$\gamma$-Ray Lines -- Signatures of Nucleosynthesis, Cosmic Rays, Positron Annihilation, and Fundamental Physics

TL;DR

This paper reviews the significance of MeV gamma-ray lines as probes for astrophysical processes like nucleosynthesis, cosmic rays, and positron annihilation, highlighting recent findings and future prospects for new telescopes.

Contribution

It provides a comprehensive overview of historical and recent gamma-ray line measurements, emphasizing their role in understanding fundamental astrophysical and particle physics phenomena.

Findings

Gamma-ray lines directly evidence ongoing nucleosynthesis.

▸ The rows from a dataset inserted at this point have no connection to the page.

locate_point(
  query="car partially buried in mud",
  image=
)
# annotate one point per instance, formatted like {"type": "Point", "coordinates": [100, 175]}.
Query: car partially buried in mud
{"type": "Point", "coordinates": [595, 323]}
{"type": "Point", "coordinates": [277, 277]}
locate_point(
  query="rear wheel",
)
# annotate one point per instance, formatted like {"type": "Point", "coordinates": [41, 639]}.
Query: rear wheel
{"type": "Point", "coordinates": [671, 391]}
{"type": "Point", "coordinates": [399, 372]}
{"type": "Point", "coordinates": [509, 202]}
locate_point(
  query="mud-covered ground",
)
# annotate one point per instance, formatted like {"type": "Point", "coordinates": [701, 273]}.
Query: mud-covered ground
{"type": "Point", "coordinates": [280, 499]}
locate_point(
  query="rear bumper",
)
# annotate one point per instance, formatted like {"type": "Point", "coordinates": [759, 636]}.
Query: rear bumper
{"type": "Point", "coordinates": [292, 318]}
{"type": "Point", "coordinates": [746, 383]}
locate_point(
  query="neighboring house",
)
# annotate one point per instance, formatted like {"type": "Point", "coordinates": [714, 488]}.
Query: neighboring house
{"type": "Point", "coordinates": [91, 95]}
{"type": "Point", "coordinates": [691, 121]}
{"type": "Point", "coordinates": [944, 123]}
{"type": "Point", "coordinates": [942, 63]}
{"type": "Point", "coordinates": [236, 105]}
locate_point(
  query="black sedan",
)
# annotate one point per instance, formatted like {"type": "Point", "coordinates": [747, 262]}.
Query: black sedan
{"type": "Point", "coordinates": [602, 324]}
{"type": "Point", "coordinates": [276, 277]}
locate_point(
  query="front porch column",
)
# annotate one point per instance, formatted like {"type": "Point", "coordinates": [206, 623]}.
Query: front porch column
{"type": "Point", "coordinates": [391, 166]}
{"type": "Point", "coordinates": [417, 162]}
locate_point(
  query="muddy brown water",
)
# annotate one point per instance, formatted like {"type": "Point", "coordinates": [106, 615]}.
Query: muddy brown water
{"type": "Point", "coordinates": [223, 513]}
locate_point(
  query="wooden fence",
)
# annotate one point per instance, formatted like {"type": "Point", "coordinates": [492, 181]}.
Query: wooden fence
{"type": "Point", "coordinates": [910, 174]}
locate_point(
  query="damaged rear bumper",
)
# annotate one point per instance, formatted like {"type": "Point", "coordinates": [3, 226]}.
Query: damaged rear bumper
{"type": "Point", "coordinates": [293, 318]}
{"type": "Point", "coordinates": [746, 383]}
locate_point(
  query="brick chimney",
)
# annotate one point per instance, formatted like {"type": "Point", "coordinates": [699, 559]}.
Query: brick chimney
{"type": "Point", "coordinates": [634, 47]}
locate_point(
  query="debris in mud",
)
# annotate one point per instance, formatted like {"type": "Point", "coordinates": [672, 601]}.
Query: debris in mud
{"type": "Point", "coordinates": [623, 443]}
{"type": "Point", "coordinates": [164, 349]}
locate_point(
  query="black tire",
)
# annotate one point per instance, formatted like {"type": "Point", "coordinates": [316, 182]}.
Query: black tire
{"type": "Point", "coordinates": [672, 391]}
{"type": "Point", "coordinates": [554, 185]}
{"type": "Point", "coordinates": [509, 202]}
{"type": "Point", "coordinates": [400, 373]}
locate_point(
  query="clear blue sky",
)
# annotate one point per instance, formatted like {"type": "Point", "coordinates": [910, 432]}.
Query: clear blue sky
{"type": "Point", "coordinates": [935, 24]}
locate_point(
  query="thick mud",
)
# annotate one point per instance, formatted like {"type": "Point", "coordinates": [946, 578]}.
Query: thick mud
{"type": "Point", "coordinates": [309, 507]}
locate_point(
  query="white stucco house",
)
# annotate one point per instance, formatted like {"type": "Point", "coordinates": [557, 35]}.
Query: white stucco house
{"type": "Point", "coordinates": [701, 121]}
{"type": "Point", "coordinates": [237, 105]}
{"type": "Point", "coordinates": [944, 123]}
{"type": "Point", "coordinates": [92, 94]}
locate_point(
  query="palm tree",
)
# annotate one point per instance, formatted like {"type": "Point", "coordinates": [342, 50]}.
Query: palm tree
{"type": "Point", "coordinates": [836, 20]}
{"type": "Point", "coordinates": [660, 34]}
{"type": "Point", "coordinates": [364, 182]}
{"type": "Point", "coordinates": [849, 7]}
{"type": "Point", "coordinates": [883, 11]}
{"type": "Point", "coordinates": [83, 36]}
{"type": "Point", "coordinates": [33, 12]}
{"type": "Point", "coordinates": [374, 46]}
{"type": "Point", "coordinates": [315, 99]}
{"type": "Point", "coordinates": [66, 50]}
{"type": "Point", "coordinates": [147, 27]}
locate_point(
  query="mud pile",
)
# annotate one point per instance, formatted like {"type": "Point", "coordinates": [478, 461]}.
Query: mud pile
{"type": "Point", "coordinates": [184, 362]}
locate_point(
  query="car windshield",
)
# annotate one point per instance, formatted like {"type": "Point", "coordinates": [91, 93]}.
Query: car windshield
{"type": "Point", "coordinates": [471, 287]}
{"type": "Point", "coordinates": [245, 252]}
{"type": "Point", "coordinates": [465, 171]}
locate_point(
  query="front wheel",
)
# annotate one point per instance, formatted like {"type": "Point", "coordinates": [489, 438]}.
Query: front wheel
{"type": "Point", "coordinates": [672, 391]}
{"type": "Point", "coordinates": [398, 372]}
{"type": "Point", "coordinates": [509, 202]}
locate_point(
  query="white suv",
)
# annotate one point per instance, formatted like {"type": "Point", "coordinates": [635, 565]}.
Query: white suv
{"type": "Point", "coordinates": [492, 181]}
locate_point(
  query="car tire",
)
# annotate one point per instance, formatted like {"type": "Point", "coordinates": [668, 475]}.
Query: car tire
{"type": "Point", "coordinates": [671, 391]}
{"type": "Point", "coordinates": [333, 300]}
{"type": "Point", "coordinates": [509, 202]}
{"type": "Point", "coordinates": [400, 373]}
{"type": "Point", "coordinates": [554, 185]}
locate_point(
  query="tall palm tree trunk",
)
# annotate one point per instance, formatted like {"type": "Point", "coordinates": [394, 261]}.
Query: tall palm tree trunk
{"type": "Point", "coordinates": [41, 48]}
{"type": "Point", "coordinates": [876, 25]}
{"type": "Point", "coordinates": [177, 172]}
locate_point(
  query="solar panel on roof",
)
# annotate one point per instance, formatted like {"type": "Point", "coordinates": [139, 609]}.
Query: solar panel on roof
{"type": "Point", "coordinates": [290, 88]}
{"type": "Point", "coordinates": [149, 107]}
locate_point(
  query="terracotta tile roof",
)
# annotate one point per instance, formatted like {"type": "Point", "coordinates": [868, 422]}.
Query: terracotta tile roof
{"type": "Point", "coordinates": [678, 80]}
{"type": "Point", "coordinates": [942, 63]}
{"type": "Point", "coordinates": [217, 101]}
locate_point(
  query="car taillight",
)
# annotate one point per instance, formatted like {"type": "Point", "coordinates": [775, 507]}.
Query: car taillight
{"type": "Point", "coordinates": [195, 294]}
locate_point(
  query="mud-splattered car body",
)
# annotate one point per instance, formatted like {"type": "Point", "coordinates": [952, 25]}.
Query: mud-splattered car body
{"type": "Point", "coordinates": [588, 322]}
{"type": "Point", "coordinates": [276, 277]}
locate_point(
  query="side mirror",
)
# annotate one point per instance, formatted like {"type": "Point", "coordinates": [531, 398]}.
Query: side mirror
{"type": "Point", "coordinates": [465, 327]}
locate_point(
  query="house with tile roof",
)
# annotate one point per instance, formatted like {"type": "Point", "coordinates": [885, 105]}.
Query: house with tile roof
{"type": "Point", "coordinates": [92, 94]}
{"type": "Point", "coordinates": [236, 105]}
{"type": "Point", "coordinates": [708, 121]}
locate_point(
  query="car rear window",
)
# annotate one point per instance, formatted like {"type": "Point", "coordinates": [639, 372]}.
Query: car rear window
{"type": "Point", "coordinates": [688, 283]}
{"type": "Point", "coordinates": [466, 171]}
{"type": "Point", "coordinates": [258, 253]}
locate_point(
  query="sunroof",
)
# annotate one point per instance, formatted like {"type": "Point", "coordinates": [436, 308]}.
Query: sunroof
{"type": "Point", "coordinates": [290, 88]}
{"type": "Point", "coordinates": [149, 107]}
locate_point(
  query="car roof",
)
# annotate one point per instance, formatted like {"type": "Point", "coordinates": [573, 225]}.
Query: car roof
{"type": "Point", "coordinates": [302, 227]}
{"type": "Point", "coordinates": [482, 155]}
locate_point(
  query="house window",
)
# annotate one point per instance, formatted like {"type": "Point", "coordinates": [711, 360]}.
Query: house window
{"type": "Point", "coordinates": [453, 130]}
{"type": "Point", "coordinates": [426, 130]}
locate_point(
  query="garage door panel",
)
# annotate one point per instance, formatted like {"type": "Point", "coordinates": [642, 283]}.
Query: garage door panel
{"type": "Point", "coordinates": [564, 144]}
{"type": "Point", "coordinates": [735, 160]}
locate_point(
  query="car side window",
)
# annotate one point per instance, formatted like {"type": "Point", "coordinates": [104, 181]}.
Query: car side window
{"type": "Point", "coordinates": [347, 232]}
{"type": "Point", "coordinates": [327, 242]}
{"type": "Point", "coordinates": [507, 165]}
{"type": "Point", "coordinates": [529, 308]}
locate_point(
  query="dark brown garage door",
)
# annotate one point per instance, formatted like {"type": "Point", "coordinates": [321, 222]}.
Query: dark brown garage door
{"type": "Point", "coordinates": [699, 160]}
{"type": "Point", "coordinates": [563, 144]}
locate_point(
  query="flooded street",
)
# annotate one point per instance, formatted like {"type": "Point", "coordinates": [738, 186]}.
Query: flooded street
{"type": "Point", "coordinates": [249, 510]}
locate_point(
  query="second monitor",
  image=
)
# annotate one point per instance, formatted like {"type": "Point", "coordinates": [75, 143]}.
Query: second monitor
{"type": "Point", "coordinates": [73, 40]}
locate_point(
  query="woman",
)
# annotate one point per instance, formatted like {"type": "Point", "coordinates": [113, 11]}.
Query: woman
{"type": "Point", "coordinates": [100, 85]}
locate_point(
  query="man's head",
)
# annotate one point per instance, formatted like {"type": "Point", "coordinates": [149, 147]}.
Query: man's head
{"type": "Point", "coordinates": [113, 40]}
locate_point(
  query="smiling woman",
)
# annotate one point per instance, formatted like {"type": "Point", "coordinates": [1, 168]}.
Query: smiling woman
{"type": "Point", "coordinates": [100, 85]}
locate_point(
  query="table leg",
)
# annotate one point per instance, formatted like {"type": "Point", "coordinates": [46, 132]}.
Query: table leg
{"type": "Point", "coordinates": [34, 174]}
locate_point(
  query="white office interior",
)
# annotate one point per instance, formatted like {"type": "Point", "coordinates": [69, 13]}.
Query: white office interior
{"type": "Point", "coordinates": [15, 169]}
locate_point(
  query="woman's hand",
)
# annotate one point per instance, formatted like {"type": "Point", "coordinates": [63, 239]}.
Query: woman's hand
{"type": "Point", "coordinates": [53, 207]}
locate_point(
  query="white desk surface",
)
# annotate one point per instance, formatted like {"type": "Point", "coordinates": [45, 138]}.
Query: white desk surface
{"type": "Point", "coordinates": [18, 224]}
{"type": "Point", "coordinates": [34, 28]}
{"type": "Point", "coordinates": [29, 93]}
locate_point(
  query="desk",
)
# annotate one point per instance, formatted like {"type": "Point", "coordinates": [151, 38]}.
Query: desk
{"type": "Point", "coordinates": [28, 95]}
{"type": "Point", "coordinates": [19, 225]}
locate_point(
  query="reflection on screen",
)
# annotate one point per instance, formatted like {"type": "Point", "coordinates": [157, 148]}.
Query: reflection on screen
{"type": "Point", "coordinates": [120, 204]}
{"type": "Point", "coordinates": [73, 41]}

Flux ratios reveal cosmic-ray spectra in different environments.

Positron annihilation traces interstellar medium phases.

Abstract

The nuclear $\gamma$-ray lines in the MeV range of the electromagnetic spectrum hold a vast variety of astrophysical, particle-physical, and fundamental physical information that is otherwise extreme difficult to access. MeV $\gamma$-ray line observations provide the most direct evidence for ongoing nucleosynthesis in galaxies by measuring freshly produced radioactive isotopes from massive stars, supernovae, classical novae, or binary neutron star mergers. Their flux ratios can determine the low-energy cosmic-ray spectrum in different objects and of the Milky Way as a whole. Different phases of the interstellar medium are traced by hot nucleosynthesis ejecta, cooling positrons, or cosmic-ray interactions with molecular clouds. Positron annihilation itself can be considered as an astrophysical messenger as their production and destruction in typical space environments is inevitable. Finally, as-of-yet unknown signatures from beyond standard model physics might have their elusive imprints in $\gamma$-ray lines. This Chapter gives an overview of historical $\gamma$-ray line measurements, newest results, and open questions that may only be solved by a new generation of MeV telescopes.